Os anjos de Charlie no manicómio

Um bicho como "Mundo Surreal" é coisa tão esquisita e estranha que a sua simples existência enquanto aspirante a "blockbuster" hollywoodiano financiado por um grande estúdio é digna de atenção. Uma fantasia barroca e surreal a meio caminho entre Terry Gilliam, "Os Anjos de Charlie" e a "Matrix", rodada como se Baz Luhrmann tivesse decidido que "A Origem" iria ser um musical à la "Moulin Rouge", cujas sequências de acção "girl-power" retro-futuristas parecem uma encarnação video-jogo dos sonhos dos "tiranossáurios em F-16" que Calvin tinha nas aulas? A primeira reacção é que quem teve esta ideia deve ter tomado drogas de altíssima qualidade. A segunda é que nem Zack Snyder, o virtuoso visual de "300" e "Watchmen - Os Guardiões", a consegue levar a bom termo, mas a tentativa é só por si estimulante.


"Mundo Surreal" parte de uma premissa do melodrama gótico clássico - a órfã desgraçada que o pérfido padrasto atira para o manicómio para poder usufruir do testamento da viúva - para se transformar numa meditação escapista e rococó sobre o poder da narrativa e da imaginação. A dita cuja orfãzinha refugia-se no seu próprio mundo interior, seguindo os preceitos da psiquiatra polaca que gere a instituição, para transfigurar a realidade e, ao fazê-lo, atingir a liberdade. As internadas impotentes tornam-se em guerreiras imbatíveis transportadas pela sua força interior, tornando o filme numa espécie de odisseia "descobre a leoa que há em ti", "girl power" alimentado a determinação.
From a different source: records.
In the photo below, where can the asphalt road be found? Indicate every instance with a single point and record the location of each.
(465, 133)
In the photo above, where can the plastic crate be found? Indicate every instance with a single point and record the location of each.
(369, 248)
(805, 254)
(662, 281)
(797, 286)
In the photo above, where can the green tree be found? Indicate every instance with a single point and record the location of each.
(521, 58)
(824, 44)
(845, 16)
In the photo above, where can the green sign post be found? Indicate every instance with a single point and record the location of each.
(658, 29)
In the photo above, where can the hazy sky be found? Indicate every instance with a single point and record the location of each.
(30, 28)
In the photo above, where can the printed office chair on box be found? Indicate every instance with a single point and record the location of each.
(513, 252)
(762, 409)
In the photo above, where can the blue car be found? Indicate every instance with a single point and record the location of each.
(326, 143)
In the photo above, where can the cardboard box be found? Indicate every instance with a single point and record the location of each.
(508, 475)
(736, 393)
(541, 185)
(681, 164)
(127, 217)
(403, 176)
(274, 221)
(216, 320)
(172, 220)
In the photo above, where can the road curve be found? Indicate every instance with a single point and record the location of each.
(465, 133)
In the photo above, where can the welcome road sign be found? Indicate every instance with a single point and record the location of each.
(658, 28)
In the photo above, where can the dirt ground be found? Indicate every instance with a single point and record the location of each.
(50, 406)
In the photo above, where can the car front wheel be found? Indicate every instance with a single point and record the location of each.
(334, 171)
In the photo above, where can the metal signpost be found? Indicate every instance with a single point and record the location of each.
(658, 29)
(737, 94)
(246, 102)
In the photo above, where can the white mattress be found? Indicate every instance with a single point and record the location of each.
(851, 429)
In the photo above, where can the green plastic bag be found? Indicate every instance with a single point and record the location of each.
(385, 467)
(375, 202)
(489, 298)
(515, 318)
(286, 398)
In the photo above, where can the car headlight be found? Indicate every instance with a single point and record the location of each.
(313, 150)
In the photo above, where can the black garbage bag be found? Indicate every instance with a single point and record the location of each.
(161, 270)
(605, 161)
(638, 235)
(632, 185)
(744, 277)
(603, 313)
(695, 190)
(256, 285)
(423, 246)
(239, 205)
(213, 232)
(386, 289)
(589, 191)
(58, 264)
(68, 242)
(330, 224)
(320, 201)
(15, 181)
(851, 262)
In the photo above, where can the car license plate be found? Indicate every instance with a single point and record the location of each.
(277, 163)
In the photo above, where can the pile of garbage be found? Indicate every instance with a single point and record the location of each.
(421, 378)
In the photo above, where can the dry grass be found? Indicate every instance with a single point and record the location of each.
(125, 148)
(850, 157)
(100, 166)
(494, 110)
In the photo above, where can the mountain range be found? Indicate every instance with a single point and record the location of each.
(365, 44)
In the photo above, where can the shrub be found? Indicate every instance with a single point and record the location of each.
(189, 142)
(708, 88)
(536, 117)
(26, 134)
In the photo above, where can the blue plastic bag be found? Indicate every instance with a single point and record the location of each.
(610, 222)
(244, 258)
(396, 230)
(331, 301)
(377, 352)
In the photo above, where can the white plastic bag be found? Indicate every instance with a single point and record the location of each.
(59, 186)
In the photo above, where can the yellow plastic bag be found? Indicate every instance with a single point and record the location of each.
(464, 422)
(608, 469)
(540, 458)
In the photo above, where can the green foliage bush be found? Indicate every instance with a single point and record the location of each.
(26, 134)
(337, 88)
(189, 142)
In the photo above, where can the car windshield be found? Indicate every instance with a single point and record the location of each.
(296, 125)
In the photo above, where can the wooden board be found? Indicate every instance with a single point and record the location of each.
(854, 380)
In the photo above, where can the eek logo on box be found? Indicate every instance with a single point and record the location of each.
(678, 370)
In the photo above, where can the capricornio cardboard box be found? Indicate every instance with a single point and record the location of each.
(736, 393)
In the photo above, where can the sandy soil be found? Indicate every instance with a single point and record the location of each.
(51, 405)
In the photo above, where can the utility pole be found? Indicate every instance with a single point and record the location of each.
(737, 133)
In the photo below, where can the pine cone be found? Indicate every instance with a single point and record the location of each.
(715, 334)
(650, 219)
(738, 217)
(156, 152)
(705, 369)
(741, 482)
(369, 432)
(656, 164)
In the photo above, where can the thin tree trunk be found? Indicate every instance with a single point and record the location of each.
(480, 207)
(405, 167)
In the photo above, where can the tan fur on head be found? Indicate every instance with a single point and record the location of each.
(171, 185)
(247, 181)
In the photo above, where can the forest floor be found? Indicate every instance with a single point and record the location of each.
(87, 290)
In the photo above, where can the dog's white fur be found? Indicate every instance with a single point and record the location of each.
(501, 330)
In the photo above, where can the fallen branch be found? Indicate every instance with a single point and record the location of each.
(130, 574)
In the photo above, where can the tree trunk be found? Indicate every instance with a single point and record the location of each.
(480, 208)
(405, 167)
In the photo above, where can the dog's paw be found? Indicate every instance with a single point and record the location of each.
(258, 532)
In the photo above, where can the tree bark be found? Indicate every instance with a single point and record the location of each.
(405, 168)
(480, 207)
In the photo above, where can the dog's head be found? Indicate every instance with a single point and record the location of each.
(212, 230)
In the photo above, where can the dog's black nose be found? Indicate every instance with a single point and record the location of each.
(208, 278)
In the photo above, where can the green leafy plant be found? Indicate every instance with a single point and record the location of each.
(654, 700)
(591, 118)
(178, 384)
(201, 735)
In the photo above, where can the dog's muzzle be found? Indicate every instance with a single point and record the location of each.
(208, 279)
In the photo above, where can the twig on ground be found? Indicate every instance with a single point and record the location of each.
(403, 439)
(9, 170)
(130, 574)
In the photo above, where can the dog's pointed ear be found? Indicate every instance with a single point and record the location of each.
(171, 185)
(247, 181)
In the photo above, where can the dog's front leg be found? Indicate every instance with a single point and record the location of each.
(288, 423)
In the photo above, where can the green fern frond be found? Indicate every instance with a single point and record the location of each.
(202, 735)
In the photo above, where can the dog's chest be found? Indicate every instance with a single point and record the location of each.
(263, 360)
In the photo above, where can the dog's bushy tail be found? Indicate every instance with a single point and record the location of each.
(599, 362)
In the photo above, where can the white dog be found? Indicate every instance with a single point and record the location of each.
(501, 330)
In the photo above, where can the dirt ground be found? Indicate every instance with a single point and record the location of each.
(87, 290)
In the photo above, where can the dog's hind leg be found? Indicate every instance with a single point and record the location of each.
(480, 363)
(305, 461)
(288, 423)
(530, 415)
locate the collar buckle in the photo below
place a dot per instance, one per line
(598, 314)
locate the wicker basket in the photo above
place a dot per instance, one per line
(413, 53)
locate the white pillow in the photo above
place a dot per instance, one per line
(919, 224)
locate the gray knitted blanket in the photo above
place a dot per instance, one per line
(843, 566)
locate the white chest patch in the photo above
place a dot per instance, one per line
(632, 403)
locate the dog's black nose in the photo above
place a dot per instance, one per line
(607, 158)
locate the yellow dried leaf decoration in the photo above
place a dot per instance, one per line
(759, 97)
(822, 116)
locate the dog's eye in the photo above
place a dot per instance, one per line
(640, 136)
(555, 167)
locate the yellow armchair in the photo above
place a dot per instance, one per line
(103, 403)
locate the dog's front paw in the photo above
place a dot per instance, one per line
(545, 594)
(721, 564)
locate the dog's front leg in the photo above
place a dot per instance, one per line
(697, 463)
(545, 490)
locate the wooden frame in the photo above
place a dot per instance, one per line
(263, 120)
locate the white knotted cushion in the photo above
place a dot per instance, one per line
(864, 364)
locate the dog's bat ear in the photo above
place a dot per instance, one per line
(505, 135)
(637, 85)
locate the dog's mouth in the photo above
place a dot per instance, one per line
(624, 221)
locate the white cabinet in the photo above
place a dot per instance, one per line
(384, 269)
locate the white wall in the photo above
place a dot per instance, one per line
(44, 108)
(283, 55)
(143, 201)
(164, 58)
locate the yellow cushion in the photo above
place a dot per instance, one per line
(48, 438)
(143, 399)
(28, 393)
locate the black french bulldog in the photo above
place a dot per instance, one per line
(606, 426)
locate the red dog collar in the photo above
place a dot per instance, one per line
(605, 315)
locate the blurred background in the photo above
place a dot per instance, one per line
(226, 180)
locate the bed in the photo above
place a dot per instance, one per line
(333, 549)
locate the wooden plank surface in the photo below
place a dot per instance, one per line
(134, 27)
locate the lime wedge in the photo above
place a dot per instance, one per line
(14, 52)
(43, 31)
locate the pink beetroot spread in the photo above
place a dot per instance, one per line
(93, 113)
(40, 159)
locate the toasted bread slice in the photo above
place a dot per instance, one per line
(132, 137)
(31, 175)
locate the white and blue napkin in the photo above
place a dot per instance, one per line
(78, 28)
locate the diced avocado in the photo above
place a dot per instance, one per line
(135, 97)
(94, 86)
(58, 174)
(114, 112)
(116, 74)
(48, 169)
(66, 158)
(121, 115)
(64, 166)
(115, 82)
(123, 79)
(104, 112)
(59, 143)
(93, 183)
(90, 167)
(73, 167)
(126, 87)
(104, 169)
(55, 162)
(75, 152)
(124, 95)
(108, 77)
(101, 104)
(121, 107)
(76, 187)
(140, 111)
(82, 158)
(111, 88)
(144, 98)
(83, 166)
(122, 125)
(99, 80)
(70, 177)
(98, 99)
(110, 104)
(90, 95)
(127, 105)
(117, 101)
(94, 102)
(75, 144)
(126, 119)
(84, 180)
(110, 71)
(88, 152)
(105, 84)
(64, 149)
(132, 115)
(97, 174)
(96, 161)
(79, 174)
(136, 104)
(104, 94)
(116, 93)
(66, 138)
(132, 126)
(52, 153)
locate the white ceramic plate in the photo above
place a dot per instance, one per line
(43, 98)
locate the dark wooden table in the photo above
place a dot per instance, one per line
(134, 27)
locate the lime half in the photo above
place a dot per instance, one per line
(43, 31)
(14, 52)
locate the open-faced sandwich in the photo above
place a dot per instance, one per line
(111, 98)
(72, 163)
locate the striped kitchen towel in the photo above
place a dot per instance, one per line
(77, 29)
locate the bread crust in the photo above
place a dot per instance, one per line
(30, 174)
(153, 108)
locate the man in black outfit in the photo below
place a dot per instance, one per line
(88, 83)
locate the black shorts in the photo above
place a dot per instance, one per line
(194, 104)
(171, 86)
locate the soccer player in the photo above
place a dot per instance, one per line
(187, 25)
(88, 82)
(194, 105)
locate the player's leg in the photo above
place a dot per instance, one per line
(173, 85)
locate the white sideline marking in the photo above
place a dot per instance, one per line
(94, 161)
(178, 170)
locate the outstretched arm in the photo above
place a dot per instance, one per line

O que estaria tudo muito bem se não se desse o caso de Zack Snyder ter uma imaginação visual muito mais fervilhante do que jeito para escrever histórias. O seu guião é uma corda da roupa atabalhoada, feita de citações coladas com cuspo e atadas com nós lassos, reduzindo a progressão narrativa de "Mundo Surreal" a uma sucessão de tarefas de video-jogo, onde dragões e bombardeiros, dirigíveis e mortos-vivos coexistem num universo quase demencial que deve tanto ao surrealismo non-sense de Terry Gilliam como às distopias "steam-punk" dos jogos video. O todo envolvido, primeiro, num musical de bastidores estilizado a meio caminho entre "Burlesque" e "Moulin Rouge" e um melodrama gótico desnaturado saidinho dos primórdios do mundo.

A salganhada resultante perde-se por ser um abstracto construído a partir de citações e referências, tão superficial e vácuo como as suas personagens, arquétipos sem substância que preenchem os requisitos exigidos pelo teatro de marionetas que Snyder montou. Que as suas actrizes consigam emprestar-lhes espessura e emoção é algo que só fica bem, sobretudo a Emily Browning, Abbie Cornish, Jena Malone e Carla Gugino; que o filme, apesar dessa frieza quase arquitectural que se admira sem nos agarrar, se aguente ainda assim como um objecto íntegro é ainda mais espantoso. Não fazemos ideia do que vai acontecer nas bilheteiras a "Mundo Surreal", mas o que podemos dizer para já é que dificilmente Hollywood vai correr outro risco tão fora do baralho como esta fantasia esgrouviada que traz "culto" estampado em tudo o que é imagem.